I had been watching the afternoon sunlight upon the trees and the town, the shift and play of colour in the crowded street of the cherry, and crooning to myself because the sky was blue and I was alive beneath it with a pair of eyes in my head.

Immediately the sun went down behind the hills the air became bitterly cold, but the people in crêpe sashes and silk coats never ceased their sober frolicking. There was to be a great service in honour of the cherry blossom the next day at the chief temple of Kioto, and they were getting ready for it. As the light died in a wash of crimson, the last thing I saw was a frieze of three little Japanese babies with fuzzy top-knots and huge sashes trying to hang head downwards from a bamboo rail. They did it… The effect in silhouette was immense!

Very early in the dawn, before the nesting sparrows were awake, there was a sound in the air which frightened me out of my virtuous sleep. It was a lisping mutter—very deep and entirely strange. “That’s an earthquake, and the hillside is beginning to slide,” quoth I, taking measures of defence. The sound repeated itself again and again, till I argued, that if it were the precursor of an earthquake, the affair had stuck half-way. At breakfast men said: “That was the great bell of Kioto just next door to the hotel a little way up the hillside…”

“So I fancied when I first heard it,” I said casually, and went out up the hill under sunshine that filled the heart and trees, that filled the eye with joy. You know the unadulterated pleasure of that first clear morning in the Hills when a month’s solid idleness lies before the loafer, and the scent of the deodars mixes with the scent of the meditative cigar. That was my portion when I stepped through the violet-studded long grass into forgotten little Japanese cemeteries—all broken pillars and lichened tablets—till I found, under a cut in the hillside, the big bell of Kioto—twenty feet of green bronze hung inside a fantastically roofed shed of wooden beams. … At one side, guyed by half a dozen small hawsers, hung a battering-ram, a twelve-foot spar bound with iron, its nose pointing full-butt at a chrysanthemum in high relief on the belly of the bell. … Half a dozen men swung the ram back and forth with shoutings and outcries, till it had gathered sufficient way, and the loosened ropes let it hurl itself against the chrysanthemum. … Many times since I have heard the bell speak when I was far off. It says B-r-r-r very deep down in its throat, but when you have once caught the noise you will never forget it…

From its house a staircase of cut stone takes you down to the temple of Chion-in, where I arrived on Easter Sunday just before service, and in time to see the procession of the Cherry Blossom. …The main front of the temple was three hundred feet long, a hundred feet deep, and sixty feet high. One roof covered it all, and saving for the tiles there was no stone in the structure; nothing but wood three hundred years old, as hard as iron.
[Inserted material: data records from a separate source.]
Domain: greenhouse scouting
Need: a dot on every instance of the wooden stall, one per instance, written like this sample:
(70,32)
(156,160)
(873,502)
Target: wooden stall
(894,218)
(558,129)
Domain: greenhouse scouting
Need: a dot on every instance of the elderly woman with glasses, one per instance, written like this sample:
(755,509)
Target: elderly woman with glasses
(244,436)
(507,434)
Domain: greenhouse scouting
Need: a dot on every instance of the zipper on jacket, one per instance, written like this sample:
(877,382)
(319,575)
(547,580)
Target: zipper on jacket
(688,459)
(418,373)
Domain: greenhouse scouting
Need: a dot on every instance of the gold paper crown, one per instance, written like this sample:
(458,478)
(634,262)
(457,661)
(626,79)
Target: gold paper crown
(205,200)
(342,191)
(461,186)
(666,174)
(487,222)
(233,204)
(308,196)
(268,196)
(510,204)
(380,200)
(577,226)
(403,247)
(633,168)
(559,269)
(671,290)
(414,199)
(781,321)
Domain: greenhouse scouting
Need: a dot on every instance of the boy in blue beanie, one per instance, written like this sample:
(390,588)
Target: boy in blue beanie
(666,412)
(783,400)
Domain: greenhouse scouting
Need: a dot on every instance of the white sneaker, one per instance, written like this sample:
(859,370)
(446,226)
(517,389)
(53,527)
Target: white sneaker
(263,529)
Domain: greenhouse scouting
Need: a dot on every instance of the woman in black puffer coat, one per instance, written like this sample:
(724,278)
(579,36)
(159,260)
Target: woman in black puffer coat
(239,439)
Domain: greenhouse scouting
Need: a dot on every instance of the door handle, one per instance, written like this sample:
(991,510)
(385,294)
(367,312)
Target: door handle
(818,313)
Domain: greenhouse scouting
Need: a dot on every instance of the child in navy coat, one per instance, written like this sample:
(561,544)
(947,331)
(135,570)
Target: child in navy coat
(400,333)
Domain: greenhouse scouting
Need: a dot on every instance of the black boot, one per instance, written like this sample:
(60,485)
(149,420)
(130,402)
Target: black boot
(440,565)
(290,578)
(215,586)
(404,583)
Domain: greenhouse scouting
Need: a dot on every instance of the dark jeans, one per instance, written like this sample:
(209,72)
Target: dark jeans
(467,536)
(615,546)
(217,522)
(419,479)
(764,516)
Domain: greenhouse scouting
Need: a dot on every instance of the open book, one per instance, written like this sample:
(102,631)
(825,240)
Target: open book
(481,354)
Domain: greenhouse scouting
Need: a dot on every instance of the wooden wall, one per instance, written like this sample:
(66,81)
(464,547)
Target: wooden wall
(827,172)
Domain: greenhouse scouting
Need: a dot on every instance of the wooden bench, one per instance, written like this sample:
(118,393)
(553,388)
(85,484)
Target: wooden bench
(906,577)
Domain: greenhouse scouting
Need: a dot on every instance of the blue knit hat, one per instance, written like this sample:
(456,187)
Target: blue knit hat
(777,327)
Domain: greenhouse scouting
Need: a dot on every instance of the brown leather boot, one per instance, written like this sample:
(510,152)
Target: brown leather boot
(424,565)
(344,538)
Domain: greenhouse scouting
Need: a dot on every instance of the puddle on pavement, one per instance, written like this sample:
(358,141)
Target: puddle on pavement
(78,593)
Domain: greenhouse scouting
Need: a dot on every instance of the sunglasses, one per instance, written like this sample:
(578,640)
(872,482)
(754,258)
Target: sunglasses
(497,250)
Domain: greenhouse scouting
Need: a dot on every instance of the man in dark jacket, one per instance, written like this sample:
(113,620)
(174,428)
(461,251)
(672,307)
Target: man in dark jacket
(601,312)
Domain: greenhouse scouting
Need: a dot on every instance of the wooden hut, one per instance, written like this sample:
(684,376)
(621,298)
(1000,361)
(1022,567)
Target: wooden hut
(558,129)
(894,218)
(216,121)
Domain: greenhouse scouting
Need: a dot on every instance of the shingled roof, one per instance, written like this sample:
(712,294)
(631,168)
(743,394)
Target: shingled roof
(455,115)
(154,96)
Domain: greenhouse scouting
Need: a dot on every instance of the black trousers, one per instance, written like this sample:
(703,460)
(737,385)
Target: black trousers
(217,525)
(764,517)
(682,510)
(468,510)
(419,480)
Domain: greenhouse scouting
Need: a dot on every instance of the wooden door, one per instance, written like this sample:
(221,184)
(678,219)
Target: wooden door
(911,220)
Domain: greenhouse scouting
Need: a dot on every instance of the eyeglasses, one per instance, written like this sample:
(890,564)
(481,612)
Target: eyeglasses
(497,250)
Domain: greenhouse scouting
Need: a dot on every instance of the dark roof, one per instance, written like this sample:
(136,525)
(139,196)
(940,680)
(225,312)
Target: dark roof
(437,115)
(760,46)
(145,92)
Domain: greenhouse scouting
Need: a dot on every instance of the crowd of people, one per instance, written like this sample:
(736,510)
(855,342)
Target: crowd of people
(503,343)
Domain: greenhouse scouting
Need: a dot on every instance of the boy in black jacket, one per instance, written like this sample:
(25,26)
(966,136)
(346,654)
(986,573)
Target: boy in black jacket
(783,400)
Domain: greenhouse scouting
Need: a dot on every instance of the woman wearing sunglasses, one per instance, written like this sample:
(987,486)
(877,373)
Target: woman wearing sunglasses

The pillars that upheld the roof… showed the natural grain of the wood till they were lost in the rich brown darkness far overhead. The cross-beams were of grained wood of great richness; cedar-wood and camphor-wood and the hearts of gigantic pine had been put under requisition for the great work. One carpenter—they call him only a carpenter—had designed the whole, and his name is remembered to this day. A half of the temple was railed off for the congregation by a two-foot railing, over which silks of ancient device had been thrown. …I remember… row upon row of little lacquered stands each holding a rolled volume of sacred writings; an altar as tall as a cathedral organ where gold strove with colour, colour with lacquer, and lacquer with inlay, and candles such as Holy Mother Church uses only on her greatest days, shed a yellow light that softened all. Bronze incense-burners in the likeness of dragons and devils fumed under the shadow of silken banners, behind which, wood tracery, as delicate as frost on a window-pane, climbed to the ridge-pole. Only there was no visible roof to this temple. The light faded away under the monstrous beams, and we might have been in a cave a hundred fathoms below the earth but for the sunshine and blue sky at the portals where the little children squabbled and shouted.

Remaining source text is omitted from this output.